Magic Tree New Car Scent and Duragloss Absorb It Odor Eliminator :thumb:


----------



## Mark raw (Oct 1, 2007)

I really like the abipur aqua and vanilla baquet however they are the olsd style type so nat always available, got mine from home bargains and ather cheap type shops


----------



## daz4311 (Oct 13, 2007)

i like autoglyms stuff guys


----------



## Rowan83 (Aug 21, 2007)

I like using ambi pur odor illimininator. Nice scent but doesnt last very long.


----------



## Mark raw (Oct 1, 2007)

Now have ambi pur odour eliminator depends what is available at time especially in home bargains that way they are about 50p or a £1 refill and complete set thing. Last for a while and they are cheap however other places sell them at about £3.40 odd.


----------



## Grizzle (Jul 12, 2006)

ryanuk said:


> autosmart blast! its the nuts...


it is indeed berry one btw!!:thumb: :thumb:


----------



## asjam86 (Mar 23, 2007)

Well I've used CG Coconut in my Astra G and Cherry in my misses's corsa.
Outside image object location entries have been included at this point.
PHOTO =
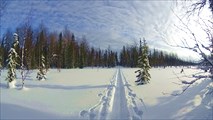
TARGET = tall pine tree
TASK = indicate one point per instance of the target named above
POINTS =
(41, 75)
(12, 63)
(143, 63)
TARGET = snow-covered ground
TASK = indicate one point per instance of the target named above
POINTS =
(100, 93)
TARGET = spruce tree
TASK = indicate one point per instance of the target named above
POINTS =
(41, 75)
(12, 63)
(143, 64)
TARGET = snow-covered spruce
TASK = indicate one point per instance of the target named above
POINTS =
(12, 63)
(143, 62)
(41, 75)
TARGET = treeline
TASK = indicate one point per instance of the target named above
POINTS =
(64, 50)
(157, 58)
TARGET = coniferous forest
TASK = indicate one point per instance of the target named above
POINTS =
(65, 50)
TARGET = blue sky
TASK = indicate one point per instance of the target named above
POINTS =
(104, 23)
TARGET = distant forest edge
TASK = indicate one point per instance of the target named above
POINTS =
(63, 50)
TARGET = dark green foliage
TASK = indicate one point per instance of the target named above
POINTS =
(63, 50)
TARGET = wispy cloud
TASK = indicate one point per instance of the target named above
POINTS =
(104, 23)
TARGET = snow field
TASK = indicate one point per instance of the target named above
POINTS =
(195, 103)
(106, 93)
(64, 93)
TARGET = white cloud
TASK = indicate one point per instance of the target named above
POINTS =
(114, 23)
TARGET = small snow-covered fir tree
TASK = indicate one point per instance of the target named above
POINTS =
(12, 58)
(41, 75)
(143, 62)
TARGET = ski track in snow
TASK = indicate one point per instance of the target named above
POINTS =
(118, 101)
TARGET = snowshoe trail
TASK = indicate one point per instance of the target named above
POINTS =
(118, 101)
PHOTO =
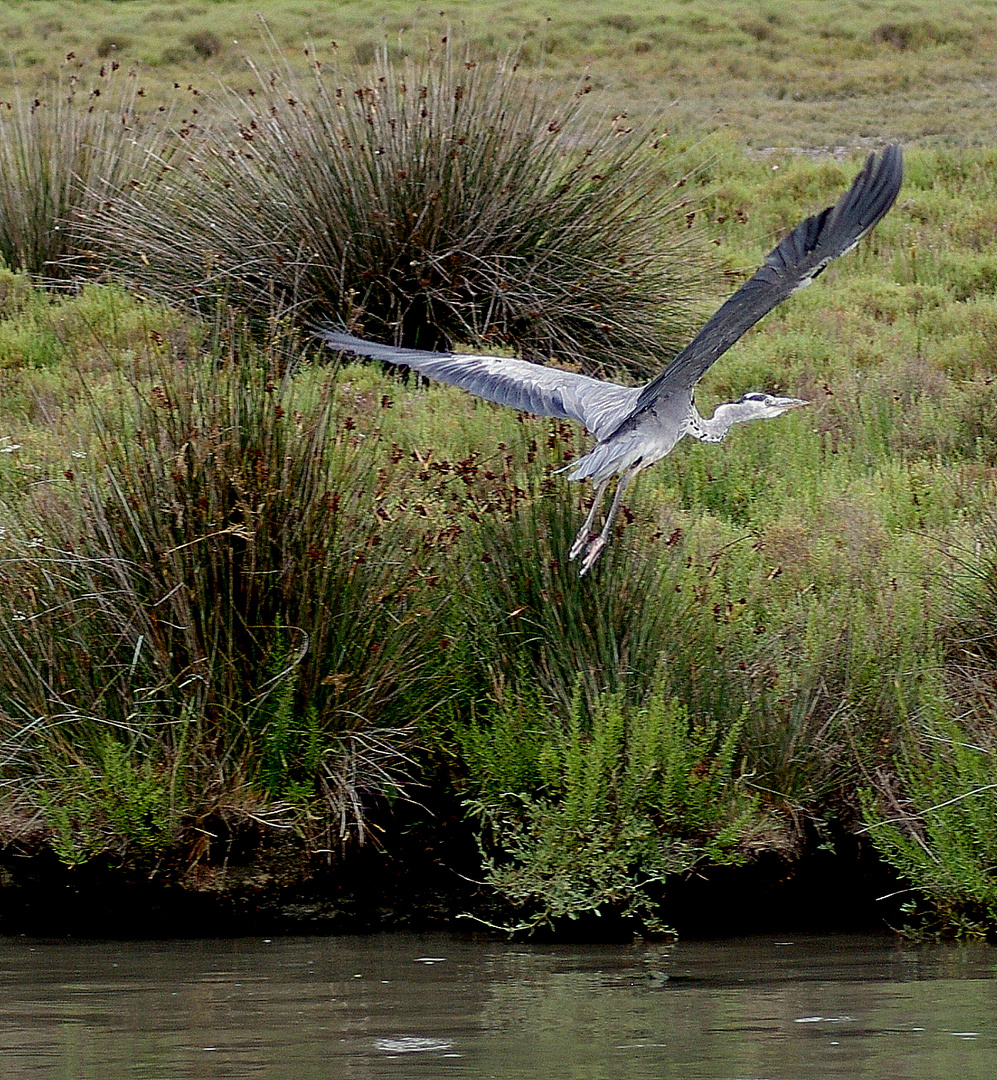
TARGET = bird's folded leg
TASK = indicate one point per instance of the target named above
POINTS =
(581, 541)
(594, 548)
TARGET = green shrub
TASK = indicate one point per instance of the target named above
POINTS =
(593, 814)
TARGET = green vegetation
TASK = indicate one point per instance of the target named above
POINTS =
(243, 590)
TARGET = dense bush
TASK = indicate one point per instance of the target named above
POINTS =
(425, 204)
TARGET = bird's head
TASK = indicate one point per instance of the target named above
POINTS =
(759, 406)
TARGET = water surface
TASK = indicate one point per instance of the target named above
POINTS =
(405, 1007)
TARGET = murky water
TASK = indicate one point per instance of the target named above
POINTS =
(405, 1007)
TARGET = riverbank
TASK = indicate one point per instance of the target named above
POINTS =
(285, 637)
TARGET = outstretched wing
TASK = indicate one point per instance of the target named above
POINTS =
(546, 391)
(798, 258)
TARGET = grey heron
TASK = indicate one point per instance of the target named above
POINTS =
(635, 427)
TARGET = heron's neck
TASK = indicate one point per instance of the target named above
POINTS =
(710, 429)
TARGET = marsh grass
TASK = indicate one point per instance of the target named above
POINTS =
(62, 151)
(219, 595)
(434, 203)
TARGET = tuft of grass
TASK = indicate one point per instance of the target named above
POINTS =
(426, 204)
(224, 589)
(62, 152)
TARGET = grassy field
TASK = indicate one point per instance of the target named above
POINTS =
(777, 72)
(243, 590)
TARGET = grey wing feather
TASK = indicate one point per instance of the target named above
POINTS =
(546, 391)
(794, 262)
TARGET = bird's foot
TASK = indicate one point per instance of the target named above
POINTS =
(594, 550)
(581, 541)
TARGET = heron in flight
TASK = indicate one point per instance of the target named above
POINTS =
(635, 427)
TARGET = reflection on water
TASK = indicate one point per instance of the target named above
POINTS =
(406, 1007)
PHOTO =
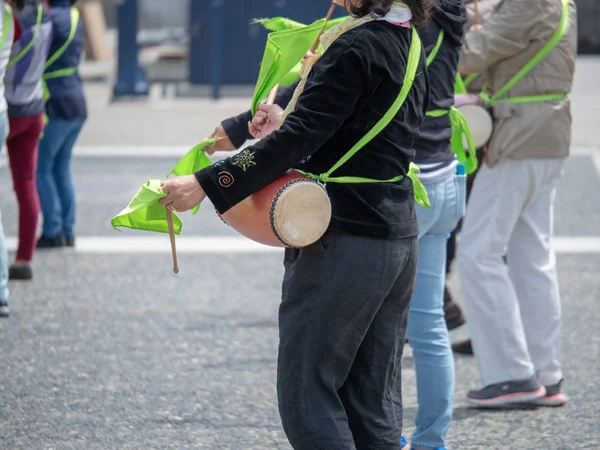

The coconut was still going strong after about 3 weeks after 1 good spraying around the car and in the boot as well :thumb: 

The corsa however had to be reapplied every 2 days  

But luckily the bottles are maaaahhhhoooosive compared with halfarts rubbish you can buy. :thumb:


----------



## patbhoy (Aug 29, 2007)

Magic Tree Black Ice Fragrance.


----------